10³²K is known for high-energy live performance and an adventurous repertoire that includes John Coltrane’s Expression, Hale Smith’s Feather, and compositions by all three members of the trio Air. In this spirit, Hard Time Killing Floor Suite pays homage to Skip James’s oeuvre less by trying to reproduce its outward form than by dialoguing with it from a 21st century perspective, asking questions, engaging, prodding, dancing, and dreaming.

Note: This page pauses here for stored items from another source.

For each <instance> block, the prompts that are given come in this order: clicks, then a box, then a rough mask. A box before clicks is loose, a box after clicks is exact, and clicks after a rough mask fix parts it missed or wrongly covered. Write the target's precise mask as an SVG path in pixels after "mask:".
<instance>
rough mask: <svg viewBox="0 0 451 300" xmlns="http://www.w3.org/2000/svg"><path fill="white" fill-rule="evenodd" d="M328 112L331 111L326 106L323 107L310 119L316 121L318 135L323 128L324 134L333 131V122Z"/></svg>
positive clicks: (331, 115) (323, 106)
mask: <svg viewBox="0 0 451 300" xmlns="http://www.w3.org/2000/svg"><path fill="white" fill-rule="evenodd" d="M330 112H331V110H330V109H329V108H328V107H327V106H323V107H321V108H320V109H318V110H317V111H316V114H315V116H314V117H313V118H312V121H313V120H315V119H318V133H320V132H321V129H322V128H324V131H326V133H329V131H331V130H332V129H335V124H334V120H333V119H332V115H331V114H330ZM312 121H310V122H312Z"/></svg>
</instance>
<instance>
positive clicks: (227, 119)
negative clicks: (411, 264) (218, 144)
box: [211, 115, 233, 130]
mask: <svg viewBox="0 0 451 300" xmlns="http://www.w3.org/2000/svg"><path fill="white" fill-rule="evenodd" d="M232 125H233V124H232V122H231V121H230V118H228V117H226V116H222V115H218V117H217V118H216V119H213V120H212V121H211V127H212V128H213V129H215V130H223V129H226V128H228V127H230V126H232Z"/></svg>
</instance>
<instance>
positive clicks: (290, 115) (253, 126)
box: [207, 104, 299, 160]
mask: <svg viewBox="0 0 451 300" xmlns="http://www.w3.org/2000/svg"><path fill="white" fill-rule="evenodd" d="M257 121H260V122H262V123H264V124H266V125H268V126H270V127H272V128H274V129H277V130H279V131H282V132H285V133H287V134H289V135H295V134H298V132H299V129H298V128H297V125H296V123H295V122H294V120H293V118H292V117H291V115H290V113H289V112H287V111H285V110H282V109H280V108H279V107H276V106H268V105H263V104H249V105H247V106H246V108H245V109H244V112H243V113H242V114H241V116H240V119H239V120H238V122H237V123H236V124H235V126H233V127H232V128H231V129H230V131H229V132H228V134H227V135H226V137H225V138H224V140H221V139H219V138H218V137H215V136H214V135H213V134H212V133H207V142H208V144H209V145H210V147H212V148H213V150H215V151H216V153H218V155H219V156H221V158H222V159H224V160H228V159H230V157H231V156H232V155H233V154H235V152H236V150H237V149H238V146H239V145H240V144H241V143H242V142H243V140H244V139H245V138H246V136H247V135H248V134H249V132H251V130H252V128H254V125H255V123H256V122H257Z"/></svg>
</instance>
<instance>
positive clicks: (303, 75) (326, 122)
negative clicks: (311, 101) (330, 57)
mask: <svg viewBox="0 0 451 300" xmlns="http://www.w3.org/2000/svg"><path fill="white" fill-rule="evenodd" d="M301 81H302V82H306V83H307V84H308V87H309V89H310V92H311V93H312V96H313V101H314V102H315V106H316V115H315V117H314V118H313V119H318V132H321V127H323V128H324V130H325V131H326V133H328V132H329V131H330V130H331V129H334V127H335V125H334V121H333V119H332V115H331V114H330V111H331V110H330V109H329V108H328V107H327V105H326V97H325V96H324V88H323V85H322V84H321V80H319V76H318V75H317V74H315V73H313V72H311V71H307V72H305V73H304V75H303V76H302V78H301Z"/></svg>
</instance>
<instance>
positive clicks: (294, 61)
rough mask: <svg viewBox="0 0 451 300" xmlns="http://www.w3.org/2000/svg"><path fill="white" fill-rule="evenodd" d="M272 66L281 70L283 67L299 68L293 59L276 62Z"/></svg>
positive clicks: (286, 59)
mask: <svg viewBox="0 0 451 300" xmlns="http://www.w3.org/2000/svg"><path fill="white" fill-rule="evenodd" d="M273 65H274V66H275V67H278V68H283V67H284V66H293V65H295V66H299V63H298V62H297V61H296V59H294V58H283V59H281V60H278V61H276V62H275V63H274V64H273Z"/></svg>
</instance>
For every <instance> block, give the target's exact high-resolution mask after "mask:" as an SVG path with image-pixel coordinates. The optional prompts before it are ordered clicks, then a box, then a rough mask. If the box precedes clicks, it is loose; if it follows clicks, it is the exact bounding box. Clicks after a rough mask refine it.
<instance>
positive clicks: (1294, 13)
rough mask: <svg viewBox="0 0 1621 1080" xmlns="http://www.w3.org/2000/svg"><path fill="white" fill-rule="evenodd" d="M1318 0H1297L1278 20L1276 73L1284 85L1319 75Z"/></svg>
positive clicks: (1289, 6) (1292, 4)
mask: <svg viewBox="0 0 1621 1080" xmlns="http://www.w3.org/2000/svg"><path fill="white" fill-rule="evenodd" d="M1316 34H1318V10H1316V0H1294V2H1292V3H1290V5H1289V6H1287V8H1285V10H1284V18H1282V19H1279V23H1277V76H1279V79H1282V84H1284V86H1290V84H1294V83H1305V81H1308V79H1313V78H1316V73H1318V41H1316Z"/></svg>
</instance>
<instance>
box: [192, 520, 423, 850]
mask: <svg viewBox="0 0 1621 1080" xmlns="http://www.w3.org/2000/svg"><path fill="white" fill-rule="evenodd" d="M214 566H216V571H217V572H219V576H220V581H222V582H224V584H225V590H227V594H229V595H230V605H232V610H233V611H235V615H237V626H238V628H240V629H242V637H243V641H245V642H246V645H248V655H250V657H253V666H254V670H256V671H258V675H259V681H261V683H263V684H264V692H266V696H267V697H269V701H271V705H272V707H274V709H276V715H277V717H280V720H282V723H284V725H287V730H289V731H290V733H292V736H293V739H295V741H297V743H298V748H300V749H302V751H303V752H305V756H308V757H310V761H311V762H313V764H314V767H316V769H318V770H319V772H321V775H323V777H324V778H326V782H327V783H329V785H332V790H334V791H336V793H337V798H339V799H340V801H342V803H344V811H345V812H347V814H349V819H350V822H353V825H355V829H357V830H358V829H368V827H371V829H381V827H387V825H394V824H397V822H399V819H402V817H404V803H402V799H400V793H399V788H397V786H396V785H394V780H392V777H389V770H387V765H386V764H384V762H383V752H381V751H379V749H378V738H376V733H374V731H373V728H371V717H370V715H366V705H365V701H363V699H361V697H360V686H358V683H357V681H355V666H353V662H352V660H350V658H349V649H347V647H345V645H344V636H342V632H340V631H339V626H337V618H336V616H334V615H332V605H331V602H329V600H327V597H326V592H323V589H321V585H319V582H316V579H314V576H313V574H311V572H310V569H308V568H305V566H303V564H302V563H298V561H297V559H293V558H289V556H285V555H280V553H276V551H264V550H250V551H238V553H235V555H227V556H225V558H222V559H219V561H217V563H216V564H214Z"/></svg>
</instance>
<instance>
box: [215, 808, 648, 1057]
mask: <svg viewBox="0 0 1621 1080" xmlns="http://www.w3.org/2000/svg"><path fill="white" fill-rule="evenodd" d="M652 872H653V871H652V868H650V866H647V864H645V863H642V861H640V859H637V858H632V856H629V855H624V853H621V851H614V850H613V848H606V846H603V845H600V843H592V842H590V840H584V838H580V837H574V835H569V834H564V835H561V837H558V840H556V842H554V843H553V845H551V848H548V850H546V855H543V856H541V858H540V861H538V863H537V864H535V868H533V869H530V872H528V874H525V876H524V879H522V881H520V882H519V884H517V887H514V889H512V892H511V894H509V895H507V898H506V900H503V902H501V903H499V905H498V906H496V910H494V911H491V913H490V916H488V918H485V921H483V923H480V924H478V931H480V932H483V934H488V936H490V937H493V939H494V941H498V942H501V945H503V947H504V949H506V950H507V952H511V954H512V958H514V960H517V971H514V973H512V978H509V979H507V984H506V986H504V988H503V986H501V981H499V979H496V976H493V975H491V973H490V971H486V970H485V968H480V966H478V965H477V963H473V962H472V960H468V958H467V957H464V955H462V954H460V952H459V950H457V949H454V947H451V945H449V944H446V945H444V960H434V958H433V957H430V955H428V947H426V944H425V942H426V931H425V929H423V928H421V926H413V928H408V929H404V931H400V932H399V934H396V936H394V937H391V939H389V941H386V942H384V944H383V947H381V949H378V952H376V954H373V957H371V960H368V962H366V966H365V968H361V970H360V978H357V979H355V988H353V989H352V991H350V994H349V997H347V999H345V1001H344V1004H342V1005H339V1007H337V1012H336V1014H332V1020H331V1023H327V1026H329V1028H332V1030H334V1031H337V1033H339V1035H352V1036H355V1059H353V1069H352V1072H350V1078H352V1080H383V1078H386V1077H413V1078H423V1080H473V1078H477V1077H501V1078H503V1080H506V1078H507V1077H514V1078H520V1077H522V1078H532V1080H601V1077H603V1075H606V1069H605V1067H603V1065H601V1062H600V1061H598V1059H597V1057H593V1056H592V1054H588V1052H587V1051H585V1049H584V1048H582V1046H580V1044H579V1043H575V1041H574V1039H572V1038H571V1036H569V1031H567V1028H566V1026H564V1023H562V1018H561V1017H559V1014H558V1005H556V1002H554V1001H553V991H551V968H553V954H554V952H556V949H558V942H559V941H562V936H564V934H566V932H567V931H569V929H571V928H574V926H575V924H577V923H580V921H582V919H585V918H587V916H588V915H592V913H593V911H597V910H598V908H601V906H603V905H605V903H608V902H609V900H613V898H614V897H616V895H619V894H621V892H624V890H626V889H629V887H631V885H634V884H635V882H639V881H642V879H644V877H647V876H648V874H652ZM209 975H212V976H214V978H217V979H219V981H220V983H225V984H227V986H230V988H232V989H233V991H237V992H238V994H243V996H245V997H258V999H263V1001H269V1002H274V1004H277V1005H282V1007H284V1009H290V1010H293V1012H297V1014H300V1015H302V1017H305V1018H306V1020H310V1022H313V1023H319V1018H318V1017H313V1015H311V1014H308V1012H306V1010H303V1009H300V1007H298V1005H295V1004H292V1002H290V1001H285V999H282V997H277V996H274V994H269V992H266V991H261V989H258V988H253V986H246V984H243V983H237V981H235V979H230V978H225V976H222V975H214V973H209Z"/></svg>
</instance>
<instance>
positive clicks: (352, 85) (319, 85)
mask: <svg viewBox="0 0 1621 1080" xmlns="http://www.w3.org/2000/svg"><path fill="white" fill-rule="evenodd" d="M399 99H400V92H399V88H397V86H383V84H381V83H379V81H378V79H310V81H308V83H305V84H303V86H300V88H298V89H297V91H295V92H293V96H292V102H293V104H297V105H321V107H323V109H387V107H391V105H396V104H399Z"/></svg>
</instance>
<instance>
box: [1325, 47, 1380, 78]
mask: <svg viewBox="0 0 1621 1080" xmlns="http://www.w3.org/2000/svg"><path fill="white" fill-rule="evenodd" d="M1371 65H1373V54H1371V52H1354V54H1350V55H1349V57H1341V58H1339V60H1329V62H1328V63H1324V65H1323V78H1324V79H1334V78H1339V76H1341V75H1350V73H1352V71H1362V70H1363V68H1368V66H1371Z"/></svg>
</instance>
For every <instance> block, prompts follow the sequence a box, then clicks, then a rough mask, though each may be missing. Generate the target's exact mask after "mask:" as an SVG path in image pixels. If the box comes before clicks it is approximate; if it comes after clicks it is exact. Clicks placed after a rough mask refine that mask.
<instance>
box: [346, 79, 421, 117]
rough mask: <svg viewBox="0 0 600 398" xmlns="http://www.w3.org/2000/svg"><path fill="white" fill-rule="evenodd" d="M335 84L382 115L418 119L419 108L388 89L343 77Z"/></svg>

Skip James emerged from the sawmill towns and juke joints of the Mississippi Delta for a few days in 1931 to record for posterity eighteen of the deepest and most idiosyncratic blues and gospel tunes ever documented. Following the recording he returned to the Delta where before long he gave up music, disappearing from the outside world for the next 33 years. Discovered in a hospital in 1964 by three young blues enthusiasts from the East Coast, James was thrust into a limelight he hadn’t known existed and spent the last five years of his life as one of the most celebrated and enigmatic figures of the mid-60s folk/blues revival.
Unusual among early blues artists, James played both guitar and piano, doing so with unparalleled inventiveness and in virtuosic counterpoint to his vocals. His high falsetto singing voice combined with droning ostinatos, rhythmic power, and quirky instrumental embellishments to imbue his songs with an arresting, otherworldly quality often described as “haunting” or “forlorn.” Eschewing chordal instruments, 10³²K deploys trombone/flumpet, bass, drums, and vocals to re-examine the material of Skip James’s musical legacy—reworking, at times stretching, at times compressing, and shining light on its facets from a variety of angles.